5.2. Information Contribution of Soil Moisture Memory
Previous hydrologic behaviour exerts influence on current hydrologic response due to the storage capacity of soil moisture. Here this influence is defined as soil moisture memory and was represented by the difference between splines in each subgraph of Figure 2.



The second dissection scheme checks the information contribution of including lagged inputs in mutual information estimation. This is implemented by making differences in mutual information estimated with different input steps; for instance, the nth spline in each graph from Figure 5 equals the difference of the (n + 1)th spline and nth spline in the corresponding graph from Figure 6.

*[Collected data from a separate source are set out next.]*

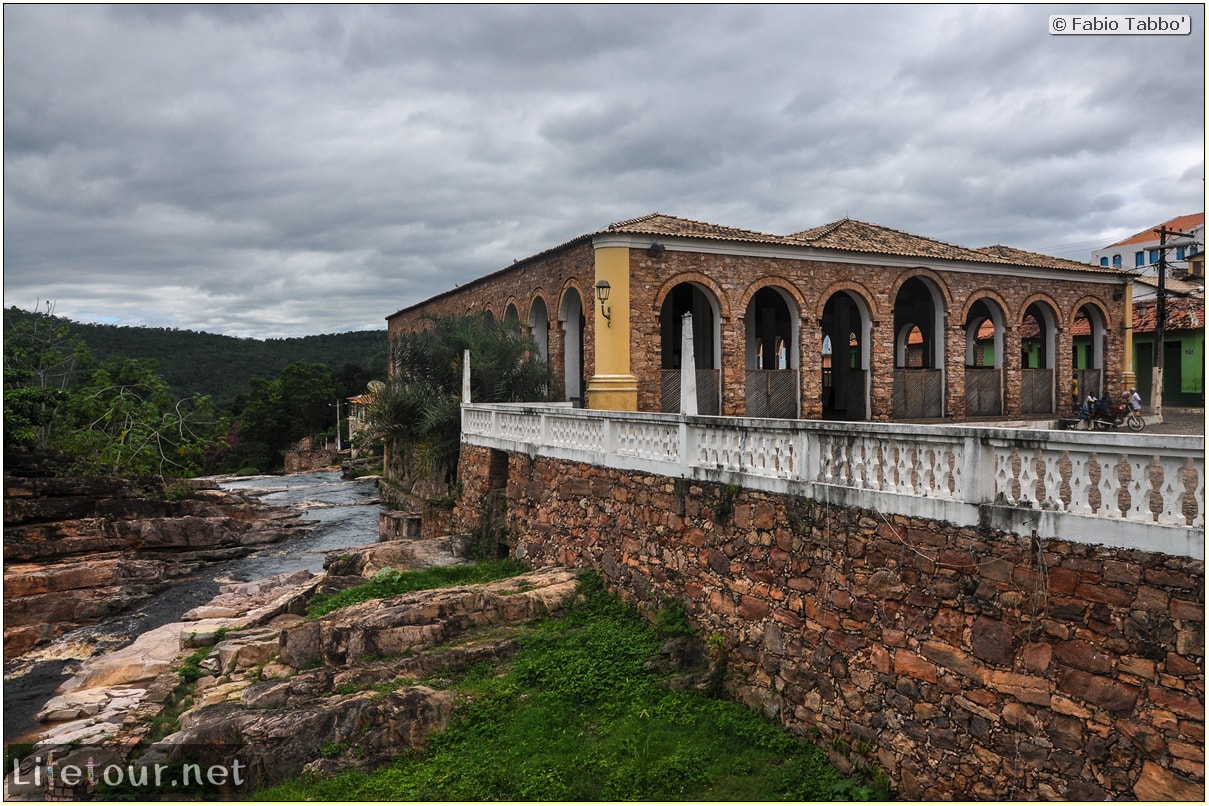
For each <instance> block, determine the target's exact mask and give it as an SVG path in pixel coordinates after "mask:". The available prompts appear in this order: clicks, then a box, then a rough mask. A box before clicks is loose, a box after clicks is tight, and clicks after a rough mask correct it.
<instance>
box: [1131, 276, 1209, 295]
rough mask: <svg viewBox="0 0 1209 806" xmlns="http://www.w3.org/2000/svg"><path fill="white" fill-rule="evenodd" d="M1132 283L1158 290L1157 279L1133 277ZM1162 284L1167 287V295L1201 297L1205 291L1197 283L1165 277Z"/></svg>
mask: <svg viewBox="0 0 1209 806" xmlns="http://www.w3.org/2000/svg"><path fill="white" fill-rule="evenodd" d="M1134 283H1136V284H1138V285H1146V286H1150V288H1152V289H1157V288H1158V278H1157V277H1145V276H1141V277H1135V278H1134ZM1163 284H1164V285H1165V286H1167V290H1168V292H1169V294H1179V295H1181V296H1190V295H1191V296H1194V295H1198V294H1199V295H1202V296H1203V295H1204V291H1205V289H1204V286H1203V285H1201V284H1199V283H1188V282H1187V280H1181V279H1179V278H1175V277H1167V278H1165V279H1164V283H1163ZM1134 294H1136V291H1134Z"/></svg>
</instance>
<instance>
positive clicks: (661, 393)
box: [659, 283, 722, 414]
mask: <svg viewBox="0 0 1209 806" xmlns="http://www.w3.org/2000/svg"><path fill="white" fill-rule="evenodd" d="M684 314H692V317H690V319H689V320H690V321H692V326H693V332H692V348H693V364H694V366H692V367H687V366H683V343H684V341H683V340H684V331H683V327H684V323H686V321H687V320H686V318H684ZM719 321H721V315H719V309H718V302H717V300H715V298H713V295H712V294H710V292H708V291H707V290H706V289H705V288H702V286H700V285H698V284H696V283H681V284H679V285H677V286H676V288H673V289H672V290H671V292H670V294H669V295H667V297H666V298H665V300H664V305H663V308H661V309H660V311H659V332H660V366H661V367H663V373H661V375H663V377H661V389H660V410H661V411H665V412H678V411H679V405H681V383H682V376H681V373H682V372H684V371H692V372H694V376H693V379H694V381H695V383H696V407H698V413H700V414H719V413H722V371H721V369H719V364H718V361H719V359H721V355H722V332H721V329H719V326H718V323H719Z"/></svg>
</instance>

It could be depicted that the first lagging steps’ input variables provide most information contribution across all the temporal scales estimated here. As shown in the first column of Figure 5, these lagging effects were not significant when considering only the water provision. The consideration of energy provision is of key importance in estimating the soil moisture length.
5.3. Dissection of Model’s Information Distilling Capacity
As was declared, the simulation capacity of iterative structure models depends on their capacity to distill lagging effects information and process such information. The information distilling and processing capacity were discerned in the following graphs.
The ordinate of each graph denotes mutual information. I(Q; Ic, S) represents the mutual information between runoff and current input together with current state variable. It denotes model’s capacity to distill lagging effects from previous hydrologic behaviours. The difference between I(Q; Ic, S) and I(Q; Qs) denotes model’s capacity to process the information it distilled.
It could be depicted that, in synchronous climate catchments, the information distilled by TPWB and Budyko Model increases as temporal scale expands, while, in asynchronous climate catchments, the information distilling capacity of TPWB does not change monotonously with temporal scales.
6. Discussion and Conclusion
The aggregation of event-scale hydrologic processes yields to the large temporal scale water-energy correlation pattern. The temporal scale transition was examined in the extended Aleatory Epistemic Uncertainty Estimation framework.
The Aleatory Uncertainty quantified the uncertainty caused by inaccurate and insufficient observation. For a large temporal scale, since the daily observations were aggregated, the large number law guaranteed that the accumulated error tended to 0 when there was no systematic observation bias. Thus, AU was mainly attributed to the insufficience of data. The aggregated variables could exert certain control on the total water balance. The control significance was closely related to the seasonality type as quantified in the previous session.
The Epistemic Uncertainty of a monthly and mean annual water balance model was estimated. The performance of TPWB was evaluated by quantifying its information distilling capacity and data processing efficiency. Results showed that information distilled by the models applied here did not correspond to the information provided by input observations around temporal scale from two months to half a year. This called for a better understanding of seasonal hydrologic mechanism. The information distilling capacity difference of TPWB and Budyko Model was related to the inner-year distribution of water and energy. In asynchronous catchments, the difference converged to 0 at half year scale, which suggested close hydrologic cycle.
The evaluations also revealed some counterintuitive phenomenon that needs to be stressed and explained. The meaning of soil storage capacity from a large temporal scale perspective was not as physically clear as it is in event scale. The state variable S is influenced by the distribution of hydrologic processes and soil properties. The strict definition is required to explain the uncertainty differences in different seasonality catchments.
Conflict of Interests
The authors declare that there is no conflict of interests regarding the publication of this paper.
Acknowledgments
The authors are grateful to the financial supports offered by the National Science Foundation of China (51479088, 51179083, and 91225302). For detailed algorithm and estimation results, please refer to the following Github repository: https://github.com/emmore/Code/tree/master/My_Lib/Matlab_Lib. Finally, the authors should express their special thanks to Hoshin V. Gupta from University of Arizona for his insights and kindness.